The Allahabad High Court in January 2003 ordered an archaeological excavation to decide whether there was a temple at the site before the mosque was constructed. The excavation results were said to contain remains of a temple structure which was disputed by several archaeologists and historians. However, based on the excavation reports and other findings, the three-judge bench of the Allahabad High Court passed a judgement on September 30, 2010, which recommended a three-way division of the disputed site between three parties, Ram Lalla 1/3 to be held by the Hindu Mahasabha, 1/3 for the Nirmohi Akhara and 1/3 to the Sunni Wakf Board. However, this solution was also rejected by both the Akhil Bharatiya Hindu Mahasabha and the Sunni Wakf Board, who approached the Supreme Court of India challenging the verdict in December 2010.

The Supreme Court's two-member bench stayed the verdict of the Allahabad High Court in March 2011 stating that neither parties wanted a split in the area of the disputed site and ordered a status quo be maintained much like the British District Judge of Faizabad District Court in 1886.

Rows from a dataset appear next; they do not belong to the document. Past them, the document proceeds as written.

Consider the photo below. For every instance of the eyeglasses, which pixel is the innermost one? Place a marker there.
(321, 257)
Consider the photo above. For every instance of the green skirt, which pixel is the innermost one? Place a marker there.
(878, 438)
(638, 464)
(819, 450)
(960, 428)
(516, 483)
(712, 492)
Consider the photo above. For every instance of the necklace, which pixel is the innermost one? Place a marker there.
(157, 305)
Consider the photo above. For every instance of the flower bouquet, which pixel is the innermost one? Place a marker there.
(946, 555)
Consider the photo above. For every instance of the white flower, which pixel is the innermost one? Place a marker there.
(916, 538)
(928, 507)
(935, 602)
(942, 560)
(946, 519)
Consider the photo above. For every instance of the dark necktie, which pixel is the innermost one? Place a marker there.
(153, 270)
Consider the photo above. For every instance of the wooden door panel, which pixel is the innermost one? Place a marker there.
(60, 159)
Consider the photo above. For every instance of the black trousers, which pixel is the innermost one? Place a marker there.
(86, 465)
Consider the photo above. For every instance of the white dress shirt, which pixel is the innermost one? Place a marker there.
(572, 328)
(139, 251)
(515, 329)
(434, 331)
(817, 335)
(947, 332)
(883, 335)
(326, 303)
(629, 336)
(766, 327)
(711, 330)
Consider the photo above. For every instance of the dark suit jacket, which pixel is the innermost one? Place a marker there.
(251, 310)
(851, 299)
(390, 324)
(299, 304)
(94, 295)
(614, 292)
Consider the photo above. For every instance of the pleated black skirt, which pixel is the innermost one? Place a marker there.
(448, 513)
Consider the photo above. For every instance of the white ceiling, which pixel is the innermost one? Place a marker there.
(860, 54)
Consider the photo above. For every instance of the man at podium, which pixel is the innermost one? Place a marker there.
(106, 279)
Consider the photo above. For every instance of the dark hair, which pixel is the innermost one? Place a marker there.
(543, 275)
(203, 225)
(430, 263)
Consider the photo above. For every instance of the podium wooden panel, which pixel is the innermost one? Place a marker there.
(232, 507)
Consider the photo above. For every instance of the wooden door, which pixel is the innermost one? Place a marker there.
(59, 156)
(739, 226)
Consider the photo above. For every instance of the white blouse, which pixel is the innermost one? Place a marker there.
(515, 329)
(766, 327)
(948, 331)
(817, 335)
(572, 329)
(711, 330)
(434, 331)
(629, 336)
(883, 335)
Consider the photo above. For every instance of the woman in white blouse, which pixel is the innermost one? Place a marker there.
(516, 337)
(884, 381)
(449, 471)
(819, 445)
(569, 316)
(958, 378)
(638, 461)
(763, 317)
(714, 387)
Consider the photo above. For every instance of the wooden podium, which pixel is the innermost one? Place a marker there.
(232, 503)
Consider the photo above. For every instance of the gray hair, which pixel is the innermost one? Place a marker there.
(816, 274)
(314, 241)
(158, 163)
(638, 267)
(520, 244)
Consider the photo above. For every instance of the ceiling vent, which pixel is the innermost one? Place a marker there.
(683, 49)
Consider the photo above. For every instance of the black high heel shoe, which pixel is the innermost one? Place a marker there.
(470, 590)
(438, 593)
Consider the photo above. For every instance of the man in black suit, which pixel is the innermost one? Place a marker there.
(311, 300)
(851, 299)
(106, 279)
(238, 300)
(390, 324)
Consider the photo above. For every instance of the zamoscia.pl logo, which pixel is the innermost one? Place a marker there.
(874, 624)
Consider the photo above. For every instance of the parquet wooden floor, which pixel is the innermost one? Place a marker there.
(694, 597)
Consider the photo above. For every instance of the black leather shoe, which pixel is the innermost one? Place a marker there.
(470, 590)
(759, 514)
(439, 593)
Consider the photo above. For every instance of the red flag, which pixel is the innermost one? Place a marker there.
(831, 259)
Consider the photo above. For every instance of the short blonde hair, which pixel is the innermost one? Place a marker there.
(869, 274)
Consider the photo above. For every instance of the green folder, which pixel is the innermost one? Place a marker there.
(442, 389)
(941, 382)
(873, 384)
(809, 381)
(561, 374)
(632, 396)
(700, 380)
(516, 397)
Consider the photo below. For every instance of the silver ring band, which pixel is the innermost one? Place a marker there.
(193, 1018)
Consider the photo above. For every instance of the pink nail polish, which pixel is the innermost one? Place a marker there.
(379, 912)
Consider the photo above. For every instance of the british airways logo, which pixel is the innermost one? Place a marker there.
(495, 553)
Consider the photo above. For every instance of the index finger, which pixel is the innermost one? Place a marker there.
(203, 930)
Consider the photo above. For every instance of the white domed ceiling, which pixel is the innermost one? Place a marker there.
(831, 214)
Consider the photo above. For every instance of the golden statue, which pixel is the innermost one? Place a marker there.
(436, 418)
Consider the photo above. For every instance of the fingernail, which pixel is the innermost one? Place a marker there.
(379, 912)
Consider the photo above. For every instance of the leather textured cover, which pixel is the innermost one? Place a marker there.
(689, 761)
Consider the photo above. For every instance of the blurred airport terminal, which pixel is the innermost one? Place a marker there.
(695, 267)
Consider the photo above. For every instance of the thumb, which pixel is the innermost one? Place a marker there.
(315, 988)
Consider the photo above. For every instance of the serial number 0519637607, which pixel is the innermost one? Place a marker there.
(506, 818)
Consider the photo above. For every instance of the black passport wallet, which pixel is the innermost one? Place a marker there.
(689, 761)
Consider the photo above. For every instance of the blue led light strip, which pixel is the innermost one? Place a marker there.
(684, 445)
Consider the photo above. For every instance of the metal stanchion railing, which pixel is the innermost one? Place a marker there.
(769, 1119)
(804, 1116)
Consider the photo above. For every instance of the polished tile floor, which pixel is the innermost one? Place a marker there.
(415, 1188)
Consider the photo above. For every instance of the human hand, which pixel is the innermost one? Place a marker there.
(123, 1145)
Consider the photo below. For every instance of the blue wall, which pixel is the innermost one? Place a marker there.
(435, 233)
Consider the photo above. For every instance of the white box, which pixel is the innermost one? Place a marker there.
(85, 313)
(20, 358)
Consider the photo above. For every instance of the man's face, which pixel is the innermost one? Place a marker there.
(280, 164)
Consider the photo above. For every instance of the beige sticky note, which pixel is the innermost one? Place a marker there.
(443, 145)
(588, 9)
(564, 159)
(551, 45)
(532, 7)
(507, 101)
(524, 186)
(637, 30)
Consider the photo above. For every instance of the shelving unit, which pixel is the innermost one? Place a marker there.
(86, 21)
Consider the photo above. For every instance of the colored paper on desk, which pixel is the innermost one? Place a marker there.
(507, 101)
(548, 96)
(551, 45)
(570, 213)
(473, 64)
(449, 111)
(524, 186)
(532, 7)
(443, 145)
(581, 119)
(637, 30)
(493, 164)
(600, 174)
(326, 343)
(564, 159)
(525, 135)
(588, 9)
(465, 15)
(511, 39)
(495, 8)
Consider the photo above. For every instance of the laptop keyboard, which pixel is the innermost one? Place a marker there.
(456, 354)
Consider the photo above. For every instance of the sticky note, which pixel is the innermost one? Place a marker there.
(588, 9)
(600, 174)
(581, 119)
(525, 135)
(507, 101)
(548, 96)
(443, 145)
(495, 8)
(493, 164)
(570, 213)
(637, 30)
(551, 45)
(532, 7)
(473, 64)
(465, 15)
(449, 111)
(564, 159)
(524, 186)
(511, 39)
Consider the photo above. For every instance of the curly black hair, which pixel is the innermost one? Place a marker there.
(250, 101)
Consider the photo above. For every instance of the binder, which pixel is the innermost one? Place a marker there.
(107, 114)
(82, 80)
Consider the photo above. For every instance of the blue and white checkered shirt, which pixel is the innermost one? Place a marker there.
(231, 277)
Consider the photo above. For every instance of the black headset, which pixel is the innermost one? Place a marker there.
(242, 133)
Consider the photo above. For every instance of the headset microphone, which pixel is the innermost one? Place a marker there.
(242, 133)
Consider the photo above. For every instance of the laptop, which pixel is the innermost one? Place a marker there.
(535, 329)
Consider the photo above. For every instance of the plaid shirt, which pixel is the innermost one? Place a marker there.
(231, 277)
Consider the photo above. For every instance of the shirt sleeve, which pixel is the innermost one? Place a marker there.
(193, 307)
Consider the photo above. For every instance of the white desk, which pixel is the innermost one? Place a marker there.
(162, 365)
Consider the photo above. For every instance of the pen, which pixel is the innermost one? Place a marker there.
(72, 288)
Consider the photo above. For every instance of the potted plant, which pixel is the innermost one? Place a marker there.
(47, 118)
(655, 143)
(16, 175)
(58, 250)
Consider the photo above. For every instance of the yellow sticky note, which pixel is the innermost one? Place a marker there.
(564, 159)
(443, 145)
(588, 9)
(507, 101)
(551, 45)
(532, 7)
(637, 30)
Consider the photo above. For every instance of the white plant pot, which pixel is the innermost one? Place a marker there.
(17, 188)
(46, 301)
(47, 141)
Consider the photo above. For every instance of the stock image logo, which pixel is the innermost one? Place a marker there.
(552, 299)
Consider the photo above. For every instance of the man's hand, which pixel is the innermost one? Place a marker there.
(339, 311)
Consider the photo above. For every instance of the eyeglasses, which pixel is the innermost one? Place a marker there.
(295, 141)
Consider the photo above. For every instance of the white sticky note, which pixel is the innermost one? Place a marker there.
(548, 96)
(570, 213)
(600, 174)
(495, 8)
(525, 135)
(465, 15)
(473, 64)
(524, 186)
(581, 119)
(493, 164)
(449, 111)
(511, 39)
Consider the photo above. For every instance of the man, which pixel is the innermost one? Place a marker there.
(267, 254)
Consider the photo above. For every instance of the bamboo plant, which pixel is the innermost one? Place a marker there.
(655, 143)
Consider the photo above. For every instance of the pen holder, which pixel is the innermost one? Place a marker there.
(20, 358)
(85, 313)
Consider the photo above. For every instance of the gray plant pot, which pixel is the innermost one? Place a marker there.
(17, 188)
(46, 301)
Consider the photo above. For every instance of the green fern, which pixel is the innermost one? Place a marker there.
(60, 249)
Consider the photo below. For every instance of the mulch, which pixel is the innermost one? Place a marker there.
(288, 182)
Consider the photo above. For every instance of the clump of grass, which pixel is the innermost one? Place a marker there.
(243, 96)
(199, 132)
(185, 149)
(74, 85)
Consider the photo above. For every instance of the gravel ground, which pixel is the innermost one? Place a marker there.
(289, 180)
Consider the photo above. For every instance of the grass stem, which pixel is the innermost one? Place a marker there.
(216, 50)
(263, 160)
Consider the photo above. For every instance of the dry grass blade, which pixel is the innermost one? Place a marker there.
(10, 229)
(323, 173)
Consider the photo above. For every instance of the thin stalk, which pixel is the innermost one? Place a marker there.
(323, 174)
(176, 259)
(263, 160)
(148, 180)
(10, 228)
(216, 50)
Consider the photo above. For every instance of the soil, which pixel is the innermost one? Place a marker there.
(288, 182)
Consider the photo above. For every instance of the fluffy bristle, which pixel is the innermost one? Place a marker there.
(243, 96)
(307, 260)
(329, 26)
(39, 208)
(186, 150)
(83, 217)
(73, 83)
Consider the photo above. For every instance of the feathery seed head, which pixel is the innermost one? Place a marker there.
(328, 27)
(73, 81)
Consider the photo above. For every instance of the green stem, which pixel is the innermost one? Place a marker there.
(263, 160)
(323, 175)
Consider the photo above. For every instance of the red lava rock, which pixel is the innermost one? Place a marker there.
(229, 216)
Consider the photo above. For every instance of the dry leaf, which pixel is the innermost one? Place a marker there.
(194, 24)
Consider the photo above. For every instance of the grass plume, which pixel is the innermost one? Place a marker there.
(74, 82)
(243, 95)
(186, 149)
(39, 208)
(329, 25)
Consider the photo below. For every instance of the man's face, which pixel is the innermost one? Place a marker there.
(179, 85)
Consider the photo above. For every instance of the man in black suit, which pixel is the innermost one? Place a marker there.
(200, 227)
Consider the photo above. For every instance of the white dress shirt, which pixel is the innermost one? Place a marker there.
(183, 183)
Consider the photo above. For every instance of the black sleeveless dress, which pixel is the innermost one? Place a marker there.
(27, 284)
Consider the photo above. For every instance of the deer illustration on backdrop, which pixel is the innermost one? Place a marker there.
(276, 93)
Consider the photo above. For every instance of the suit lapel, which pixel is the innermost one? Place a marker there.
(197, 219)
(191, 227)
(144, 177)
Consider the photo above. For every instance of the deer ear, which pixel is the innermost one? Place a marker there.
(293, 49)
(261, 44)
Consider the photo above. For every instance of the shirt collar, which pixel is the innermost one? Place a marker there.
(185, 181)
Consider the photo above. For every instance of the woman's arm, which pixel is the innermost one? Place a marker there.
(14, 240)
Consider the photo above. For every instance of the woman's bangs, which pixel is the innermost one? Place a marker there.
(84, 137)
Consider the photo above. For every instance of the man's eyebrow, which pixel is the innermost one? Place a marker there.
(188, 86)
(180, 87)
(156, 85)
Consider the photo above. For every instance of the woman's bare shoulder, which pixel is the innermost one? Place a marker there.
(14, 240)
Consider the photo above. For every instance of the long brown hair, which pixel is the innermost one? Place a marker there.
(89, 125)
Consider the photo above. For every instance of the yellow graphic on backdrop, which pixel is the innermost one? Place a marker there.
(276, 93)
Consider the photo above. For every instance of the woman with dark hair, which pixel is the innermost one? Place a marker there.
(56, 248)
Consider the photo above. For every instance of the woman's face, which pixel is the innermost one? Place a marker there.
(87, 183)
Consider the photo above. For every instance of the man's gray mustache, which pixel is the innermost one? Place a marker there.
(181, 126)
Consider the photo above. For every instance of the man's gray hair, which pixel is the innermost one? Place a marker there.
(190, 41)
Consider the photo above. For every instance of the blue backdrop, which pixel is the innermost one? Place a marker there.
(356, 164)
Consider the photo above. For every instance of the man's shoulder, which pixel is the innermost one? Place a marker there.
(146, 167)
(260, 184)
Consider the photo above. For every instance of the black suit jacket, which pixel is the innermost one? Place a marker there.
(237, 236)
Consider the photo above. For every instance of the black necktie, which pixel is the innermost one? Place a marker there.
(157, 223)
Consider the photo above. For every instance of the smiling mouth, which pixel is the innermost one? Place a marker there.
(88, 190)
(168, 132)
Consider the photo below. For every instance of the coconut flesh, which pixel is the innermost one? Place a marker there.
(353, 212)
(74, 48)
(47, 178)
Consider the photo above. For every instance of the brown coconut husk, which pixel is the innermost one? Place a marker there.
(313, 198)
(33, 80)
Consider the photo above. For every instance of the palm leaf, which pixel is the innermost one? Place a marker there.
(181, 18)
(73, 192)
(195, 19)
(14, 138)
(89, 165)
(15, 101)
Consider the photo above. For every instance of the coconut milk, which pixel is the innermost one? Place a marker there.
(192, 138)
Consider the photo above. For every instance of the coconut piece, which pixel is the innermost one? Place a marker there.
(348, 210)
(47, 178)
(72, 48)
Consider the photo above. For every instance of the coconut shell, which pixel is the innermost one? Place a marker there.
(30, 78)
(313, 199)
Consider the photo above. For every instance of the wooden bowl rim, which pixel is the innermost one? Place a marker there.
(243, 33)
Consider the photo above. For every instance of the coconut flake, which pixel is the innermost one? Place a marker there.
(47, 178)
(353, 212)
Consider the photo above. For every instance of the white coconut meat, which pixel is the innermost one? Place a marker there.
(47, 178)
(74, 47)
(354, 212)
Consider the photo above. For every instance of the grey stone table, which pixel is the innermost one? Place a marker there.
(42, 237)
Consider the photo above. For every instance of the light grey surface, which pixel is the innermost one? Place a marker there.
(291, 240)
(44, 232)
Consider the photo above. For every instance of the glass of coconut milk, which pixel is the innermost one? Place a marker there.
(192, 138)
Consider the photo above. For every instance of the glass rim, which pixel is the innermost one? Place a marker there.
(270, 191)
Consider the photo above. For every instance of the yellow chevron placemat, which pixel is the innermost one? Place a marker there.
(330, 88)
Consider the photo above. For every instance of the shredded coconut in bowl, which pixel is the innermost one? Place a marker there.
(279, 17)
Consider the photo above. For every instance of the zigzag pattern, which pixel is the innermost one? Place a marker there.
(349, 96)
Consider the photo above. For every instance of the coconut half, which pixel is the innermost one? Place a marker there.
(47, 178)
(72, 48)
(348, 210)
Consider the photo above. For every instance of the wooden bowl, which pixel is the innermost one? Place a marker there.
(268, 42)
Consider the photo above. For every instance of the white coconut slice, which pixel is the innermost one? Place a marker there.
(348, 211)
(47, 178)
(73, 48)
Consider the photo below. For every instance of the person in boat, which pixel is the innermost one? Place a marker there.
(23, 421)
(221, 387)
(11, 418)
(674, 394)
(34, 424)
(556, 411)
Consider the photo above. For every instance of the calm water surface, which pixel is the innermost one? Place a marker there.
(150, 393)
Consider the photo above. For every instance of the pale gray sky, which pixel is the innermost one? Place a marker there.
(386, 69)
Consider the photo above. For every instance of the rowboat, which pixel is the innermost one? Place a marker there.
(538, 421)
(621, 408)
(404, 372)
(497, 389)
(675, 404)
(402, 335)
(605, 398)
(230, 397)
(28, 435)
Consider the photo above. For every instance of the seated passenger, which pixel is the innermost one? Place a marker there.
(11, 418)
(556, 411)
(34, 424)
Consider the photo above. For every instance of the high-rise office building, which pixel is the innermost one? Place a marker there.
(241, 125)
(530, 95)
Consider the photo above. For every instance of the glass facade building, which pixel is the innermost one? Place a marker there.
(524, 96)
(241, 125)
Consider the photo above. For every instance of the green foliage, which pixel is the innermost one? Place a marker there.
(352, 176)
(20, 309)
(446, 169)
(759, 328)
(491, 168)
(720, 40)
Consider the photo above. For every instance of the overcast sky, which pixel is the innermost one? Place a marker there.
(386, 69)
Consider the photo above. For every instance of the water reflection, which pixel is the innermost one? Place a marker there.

The controversy has in its wake led to a lot of unnecessary debates and endless litigation with animosities between the two communities on either side of the divide. It has benefited cynical politicians of all hues whether secular or nationalist parties and has also served foreign agencies like the Pakistan's ISI working against the Indian nation find a justification for their unholy activities. However, the common man on the street has lost a lot in the process all in the name of faith, with one version of truth pitted against another version of events, too distant and hazy in time to find an empirical solution to it ever.